VSZ: virtual memory usage of entire process.
vm_lib + vm_exe + vm_data + vm_stack
it can be a bit confusing, 4 different size metrics can be seen with:
# ps -eo pid,vsz,rss,sz,size,cmd|egrep python
PID VSZ RSS SZ SZ CMD
23801 4920 2896 1230 1100 python
the virtual size includes memory that was reserved by the process and not used, the size of all shared libraries that were loaded, pages that are swapped out, and blocks that were already freed by your process, so it could be much larger than the size of all live objects in python.
some additional tools to investigate memory performance:
Heapy (part of Guppy, which you are using): http://guppy-pe.sourceforge.net/
Python Memory Validator http://www.softwareverify.com/python/memory/index.html
PySizer http://pysizer.8325.org/
good guide on tracking down memory leaks in python using pdb and objgraph:
http://www.lshift.net/blog/2008/11/14/tracing-python-memory-leaks
As pointed out above the RSS size is what you're most interested in here. The "Virtual" size includes mapped libraries, which you probably don't want to count.

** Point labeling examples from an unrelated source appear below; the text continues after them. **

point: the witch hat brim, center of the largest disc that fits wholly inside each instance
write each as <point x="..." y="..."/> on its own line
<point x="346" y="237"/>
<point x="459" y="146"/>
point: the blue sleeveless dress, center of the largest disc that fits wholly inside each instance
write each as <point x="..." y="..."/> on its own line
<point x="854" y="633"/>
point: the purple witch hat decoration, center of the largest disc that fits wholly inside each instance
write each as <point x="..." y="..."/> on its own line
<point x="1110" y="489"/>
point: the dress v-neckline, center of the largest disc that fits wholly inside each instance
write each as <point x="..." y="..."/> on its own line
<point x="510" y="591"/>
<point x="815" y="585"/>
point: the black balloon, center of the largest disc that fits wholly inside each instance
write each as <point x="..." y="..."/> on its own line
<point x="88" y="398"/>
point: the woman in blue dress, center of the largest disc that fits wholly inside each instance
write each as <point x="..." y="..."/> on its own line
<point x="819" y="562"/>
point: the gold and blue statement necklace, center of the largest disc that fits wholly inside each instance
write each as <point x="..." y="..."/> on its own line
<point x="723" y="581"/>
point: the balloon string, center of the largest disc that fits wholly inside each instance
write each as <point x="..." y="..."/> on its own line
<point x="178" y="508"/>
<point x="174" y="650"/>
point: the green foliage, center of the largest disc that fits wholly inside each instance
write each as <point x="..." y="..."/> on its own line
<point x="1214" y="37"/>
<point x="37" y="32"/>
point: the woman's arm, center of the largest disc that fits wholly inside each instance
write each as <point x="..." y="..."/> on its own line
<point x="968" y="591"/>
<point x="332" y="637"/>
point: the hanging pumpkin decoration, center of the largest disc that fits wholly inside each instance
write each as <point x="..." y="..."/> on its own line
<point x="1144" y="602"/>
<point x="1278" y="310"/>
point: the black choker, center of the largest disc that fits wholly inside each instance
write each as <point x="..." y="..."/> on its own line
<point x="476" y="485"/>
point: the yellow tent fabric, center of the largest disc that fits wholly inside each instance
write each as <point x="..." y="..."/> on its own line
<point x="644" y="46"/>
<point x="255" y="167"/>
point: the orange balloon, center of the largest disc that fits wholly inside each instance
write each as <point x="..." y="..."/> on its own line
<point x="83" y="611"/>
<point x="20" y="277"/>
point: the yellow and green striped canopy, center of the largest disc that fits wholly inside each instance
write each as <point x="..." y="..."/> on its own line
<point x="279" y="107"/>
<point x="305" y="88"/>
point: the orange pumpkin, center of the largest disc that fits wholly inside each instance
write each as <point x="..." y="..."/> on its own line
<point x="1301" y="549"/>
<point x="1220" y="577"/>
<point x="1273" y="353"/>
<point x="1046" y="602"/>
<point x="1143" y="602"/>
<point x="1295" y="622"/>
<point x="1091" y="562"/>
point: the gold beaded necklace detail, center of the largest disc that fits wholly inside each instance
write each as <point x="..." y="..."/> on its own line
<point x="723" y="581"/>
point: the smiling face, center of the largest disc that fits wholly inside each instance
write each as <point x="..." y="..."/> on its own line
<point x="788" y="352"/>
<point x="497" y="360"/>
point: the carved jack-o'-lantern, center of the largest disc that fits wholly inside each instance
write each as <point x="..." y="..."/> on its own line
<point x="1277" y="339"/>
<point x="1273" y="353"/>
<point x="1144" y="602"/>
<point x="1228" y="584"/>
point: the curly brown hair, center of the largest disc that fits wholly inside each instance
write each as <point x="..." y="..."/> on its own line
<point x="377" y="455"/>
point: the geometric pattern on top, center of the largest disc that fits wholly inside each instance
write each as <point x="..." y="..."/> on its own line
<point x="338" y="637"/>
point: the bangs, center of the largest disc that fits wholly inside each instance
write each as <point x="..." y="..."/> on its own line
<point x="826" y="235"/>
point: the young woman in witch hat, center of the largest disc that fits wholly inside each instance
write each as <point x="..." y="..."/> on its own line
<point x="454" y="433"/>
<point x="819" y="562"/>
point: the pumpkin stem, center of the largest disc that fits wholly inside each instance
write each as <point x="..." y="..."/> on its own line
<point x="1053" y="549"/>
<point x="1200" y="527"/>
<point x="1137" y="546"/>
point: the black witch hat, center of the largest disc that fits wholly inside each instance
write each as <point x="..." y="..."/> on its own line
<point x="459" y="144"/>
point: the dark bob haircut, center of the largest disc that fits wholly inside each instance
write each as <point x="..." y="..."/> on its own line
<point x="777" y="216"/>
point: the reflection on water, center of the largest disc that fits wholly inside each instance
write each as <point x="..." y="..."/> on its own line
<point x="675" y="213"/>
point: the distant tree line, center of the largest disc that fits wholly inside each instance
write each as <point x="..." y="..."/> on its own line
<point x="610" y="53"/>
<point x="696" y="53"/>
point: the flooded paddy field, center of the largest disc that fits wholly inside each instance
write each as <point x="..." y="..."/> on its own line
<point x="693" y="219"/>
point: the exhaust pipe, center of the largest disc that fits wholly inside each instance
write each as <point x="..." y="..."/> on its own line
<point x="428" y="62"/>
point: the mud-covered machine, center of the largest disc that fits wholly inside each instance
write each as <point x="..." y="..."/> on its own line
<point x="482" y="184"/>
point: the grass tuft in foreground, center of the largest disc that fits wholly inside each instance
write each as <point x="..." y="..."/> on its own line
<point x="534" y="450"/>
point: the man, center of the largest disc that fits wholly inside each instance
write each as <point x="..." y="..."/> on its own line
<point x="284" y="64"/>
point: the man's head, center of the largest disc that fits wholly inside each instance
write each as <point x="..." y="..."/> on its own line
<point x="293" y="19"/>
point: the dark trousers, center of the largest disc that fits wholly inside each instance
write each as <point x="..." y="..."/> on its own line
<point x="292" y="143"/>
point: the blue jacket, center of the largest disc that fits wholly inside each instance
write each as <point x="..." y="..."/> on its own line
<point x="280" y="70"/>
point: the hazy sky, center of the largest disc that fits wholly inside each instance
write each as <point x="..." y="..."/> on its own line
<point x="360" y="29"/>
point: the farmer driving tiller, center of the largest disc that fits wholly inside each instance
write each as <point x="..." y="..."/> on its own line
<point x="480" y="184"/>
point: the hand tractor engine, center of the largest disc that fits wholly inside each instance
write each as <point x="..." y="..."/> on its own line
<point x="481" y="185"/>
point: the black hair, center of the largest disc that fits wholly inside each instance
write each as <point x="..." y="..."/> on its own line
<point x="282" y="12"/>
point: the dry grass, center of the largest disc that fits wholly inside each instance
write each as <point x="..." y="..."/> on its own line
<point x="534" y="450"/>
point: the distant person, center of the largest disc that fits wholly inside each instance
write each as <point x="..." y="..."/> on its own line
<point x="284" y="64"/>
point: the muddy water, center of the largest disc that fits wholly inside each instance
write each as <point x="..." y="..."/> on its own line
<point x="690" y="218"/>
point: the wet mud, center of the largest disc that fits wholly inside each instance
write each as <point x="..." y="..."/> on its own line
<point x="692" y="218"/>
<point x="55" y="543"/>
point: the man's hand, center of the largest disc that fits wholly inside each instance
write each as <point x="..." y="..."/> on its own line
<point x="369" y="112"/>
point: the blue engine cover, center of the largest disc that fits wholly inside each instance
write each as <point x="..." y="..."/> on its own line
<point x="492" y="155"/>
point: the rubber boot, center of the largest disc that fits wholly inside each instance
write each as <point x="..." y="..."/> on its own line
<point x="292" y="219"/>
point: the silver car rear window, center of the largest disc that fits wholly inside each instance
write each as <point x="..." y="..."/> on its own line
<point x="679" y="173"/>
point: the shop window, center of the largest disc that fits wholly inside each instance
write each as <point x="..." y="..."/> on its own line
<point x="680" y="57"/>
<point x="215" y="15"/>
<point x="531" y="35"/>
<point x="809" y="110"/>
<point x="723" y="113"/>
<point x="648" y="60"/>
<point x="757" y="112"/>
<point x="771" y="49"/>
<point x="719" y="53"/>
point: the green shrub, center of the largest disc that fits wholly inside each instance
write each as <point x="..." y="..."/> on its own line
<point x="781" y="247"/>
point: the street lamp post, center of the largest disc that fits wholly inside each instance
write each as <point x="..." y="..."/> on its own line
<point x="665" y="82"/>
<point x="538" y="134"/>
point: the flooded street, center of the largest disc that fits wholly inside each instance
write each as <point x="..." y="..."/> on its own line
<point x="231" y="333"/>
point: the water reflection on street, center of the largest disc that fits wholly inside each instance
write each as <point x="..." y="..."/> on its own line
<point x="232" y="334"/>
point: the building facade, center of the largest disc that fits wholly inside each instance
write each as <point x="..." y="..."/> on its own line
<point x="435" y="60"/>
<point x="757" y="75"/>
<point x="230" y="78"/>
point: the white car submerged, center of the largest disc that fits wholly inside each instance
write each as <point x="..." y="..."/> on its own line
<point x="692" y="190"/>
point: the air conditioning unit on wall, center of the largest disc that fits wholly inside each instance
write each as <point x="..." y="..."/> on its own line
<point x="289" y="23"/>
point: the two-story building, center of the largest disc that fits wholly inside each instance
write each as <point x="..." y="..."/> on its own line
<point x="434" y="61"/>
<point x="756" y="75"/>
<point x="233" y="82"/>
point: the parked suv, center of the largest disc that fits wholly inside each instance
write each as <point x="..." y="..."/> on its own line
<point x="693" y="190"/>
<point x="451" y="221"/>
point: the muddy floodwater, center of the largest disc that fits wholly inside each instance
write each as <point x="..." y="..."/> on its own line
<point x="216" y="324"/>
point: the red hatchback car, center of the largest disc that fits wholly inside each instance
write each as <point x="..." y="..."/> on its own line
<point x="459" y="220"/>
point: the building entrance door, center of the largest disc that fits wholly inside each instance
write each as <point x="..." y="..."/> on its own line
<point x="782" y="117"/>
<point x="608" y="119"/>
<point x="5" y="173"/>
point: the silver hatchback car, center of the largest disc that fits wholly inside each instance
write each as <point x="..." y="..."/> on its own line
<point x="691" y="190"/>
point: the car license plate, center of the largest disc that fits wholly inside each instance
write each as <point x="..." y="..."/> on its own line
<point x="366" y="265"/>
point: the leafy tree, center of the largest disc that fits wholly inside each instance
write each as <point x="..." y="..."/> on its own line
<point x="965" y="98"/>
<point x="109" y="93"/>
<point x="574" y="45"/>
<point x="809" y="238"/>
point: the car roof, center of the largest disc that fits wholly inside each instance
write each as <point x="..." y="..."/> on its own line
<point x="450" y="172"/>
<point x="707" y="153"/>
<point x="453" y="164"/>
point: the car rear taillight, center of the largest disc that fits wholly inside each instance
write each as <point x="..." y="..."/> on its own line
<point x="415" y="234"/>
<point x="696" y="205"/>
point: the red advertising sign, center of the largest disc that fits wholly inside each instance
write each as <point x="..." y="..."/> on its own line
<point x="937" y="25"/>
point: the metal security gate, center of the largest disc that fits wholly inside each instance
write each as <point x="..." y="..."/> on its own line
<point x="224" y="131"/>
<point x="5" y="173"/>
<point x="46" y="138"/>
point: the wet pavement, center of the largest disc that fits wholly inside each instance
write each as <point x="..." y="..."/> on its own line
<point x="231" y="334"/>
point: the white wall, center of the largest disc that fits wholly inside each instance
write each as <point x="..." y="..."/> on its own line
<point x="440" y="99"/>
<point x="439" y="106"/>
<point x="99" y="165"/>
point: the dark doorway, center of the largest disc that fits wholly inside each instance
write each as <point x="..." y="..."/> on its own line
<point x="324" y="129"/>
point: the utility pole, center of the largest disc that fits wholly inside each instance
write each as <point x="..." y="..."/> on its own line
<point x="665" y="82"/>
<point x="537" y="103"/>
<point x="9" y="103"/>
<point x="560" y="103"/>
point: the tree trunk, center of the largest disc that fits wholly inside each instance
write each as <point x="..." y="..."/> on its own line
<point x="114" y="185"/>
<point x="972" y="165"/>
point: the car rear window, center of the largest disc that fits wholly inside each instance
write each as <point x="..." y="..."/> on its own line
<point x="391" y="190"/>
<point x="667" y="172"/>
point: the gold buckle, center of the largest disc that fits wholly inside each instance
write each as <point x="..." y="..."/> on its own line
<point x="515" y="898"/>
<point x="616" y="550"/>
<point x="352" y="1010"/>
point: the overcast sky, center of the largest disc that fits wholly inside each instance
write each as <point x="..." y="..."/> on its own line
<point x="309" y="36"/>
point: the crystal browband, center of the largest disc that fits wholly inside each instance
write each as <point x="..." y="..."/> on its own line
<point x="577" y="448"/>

It's been a while since I used heapy, but I am pretty sure the statistics it prints do not include overhead added by heapy itself. This overhead can be pretty significant (I've seen a 100MB RSS process grow another dozen or so MB, see http://www.pkgcore.org/trac/pkgcore/doc/dev-notes/heapy.rst ).
But in your case I suspect the problem is that you are using some C library that either leaks or uses memory in a way that heapy does not track. Heapy is aware of memory used directly by python objects, but if those objects wrap C objects that are separately allocated heapy is not normally aware of that memory at all. You may be able to add heapy support to your bindings (but if you do not control the bindings you use that is obviously a hassle, and even if you do control the bindings you may not be able to do this depending on what you are wrapping).
If there are leaks at the C level heapy will also lose track of that memory (RSS size will go up but heapy's reported size will stay the same). Valgrind is probably your best bet to track these down, just as it is in other C applications.
Finally: memory fragmentation will often cause your memory usage (as seen in top) to go up but not down (much). This is usually not that much of a problem with daemons, since the process will reuse this memory, it's just not released back to the os, so the values in top do not go back down. If memory usage (as seen by top) goes up more or less linearly with the number of users (connections), does not go back down, but also does not keep growing forever until you hit a new maximum number of users, fragmentation is probably to blame.